二八か生粉打ちか






更新 021230
初稿 011221


ここからはコラムです。そば談義でよく出てくる話題について順不同で書いて行きます。最初の話題は、二八か生粉打ちかという話。

生粉打ちとは、そば粉100%(10割)で打つことをいいます。そば屋ののれんの「生そば」とは、本来は生粉打ちのことを指すそうです。現在は生粉打ちのそば屋はまずありませんから、単なる名残ですね。

それはともかく、そばにはニ八礼賛と生粉打ち信仰があるようです。二八とは、そば粉8割に対してつなぎ粉(小麦粉)を2割をまぜて打つことをいいます。

二八礼賛者は「蕎麦はニ八に始まり二八に終わる。二八は舌触りと歯ごたえがちょうどよく、なにより大事なツルツル感に優れる。生粉打ちは蕎麦の香りが強すぎるし、蕎麦の肌も荒くておいしいものではない」とします。「生粉打ちがいいというのは、単なる純潔主義である」というような暴言もネット上で読んだことがあります。

まあ、ツルツル感や独特の歯ごたえを否定する気はありませんが、生粉打ちに対する代表的な批判である「生粉打ちは蕎麦の香りが強すぎる」、「歯抜かりがする」は、二八礼讃者の勉強不足が露呈したもので、褒められた態度ではありません。

なぜなら「色が濃すぎる、歯ぬかりがする、匂いが強すぎる」などの表現は、生粉打ち初心者用のそば粉である全層粉、もしくは外層分(3〜4番粉)に当てはまる表現であり、生粉打ちの全体を表現していないからです。

実をいうと、生粉打ち礼讃者の私自身も、このような蕎麦臭すぎるそばは好きではありません。こういうそば粉を買ってしまったときは、二八どころか七三にしてしまうこともよくあります。

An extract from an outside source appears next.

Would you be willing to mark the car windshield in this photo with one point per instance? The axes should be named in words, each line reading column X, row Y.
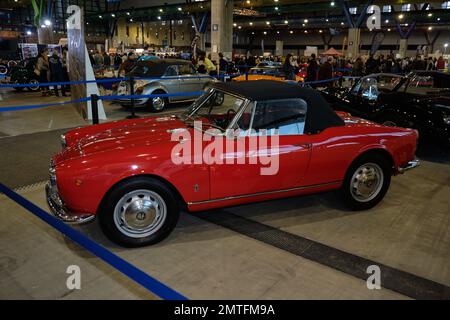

しかし、その私がもっともおいしいと思うそば粉は、香りは上品ですし、歯ごたえなどの二八礼讃者がメリットに上げる食感も備えています。それはタンパク質を豊富に含む玄蕎麦を使い、内層を中心として挽き出したそば粉で、その代表選手が高山製粉の「白樺」です。

白樺は、「色が濃すぎる、歯ぬかりがする、匂いが強すぎる」なんてことはまったくありません。つるつる感やのど越しは最高。そしてなによりそばの甘味に富み、小麦粉の匂いがしないという点で二八を超えます。

しかし「白樺」は、普段二八や全層粉しか打ちなれていない人には生粉打ちしにくいそば粉です。下手をするとボロボロになります。つまり「白樺」は二八礼讃者からもっとも遠いところにあるそば粉とも言えるのです。そもそもこのwebを立ち上げた理由の一つとして「白樺の生粉打ちを伝授したい」という気持ちが強くあるほどです。

結局二八がいいか生粉打ちがいいかというのは、そば粉や小麦粉の持ち味、さらには個人の好みによって変わるものです。蕎麦と割り粉が出会ってバランスがとれることもあれば、蕎麦の部位と品種により、そば粉自身でバランスがとれていることもあるのです。けっして「二八に始まる」ものではないし「二八に終わる」ものでもありません。

ただ二八には「打ち置きが効く」「暖かい蕎麦に向く」という利点があります。そういう意味では生粉打ちよりは守備範囲が広いのは事実です。

営業用の蕎麦はやはり打ち置きする必要があり、ほとんどのそば屋が生粉打ちでない最大の理由でしょう。

暖かい蕎麦を生粉打ちで作るのはなかなか難しいものがありますね。生粉打ちの蕎麦は暖かい汁のなかではあっと言う間にとろけてしまい、食感を損ないます。よほどしっかり打って、短時間で食べないとおいしくありません。

私は自分で食べるときは生粉打ちで暖かい蕎麦にすることがありますが、家族に暖かい蕎麦を食べさせるときは絶対に二八にします。食卓に出してすぐに食べなさいと言っても、それからお茶を入れるのがカミさんであり家族ですから、生粉打ちではだめなのです。

なお、割り粉に使う小麦粉は非常に奥が深いようで、普段生粉打ちの私はあまり知識がありません。少なくともスーパーで売っている家庭用の小麦粉では壊滅的においしくありません。

わたしの常用は高山製粉で扱っている「つなぎ粉」というものです。これは比較的小麦粉臭さがなく、さすが割り粉専用の小麦粉という感じがします。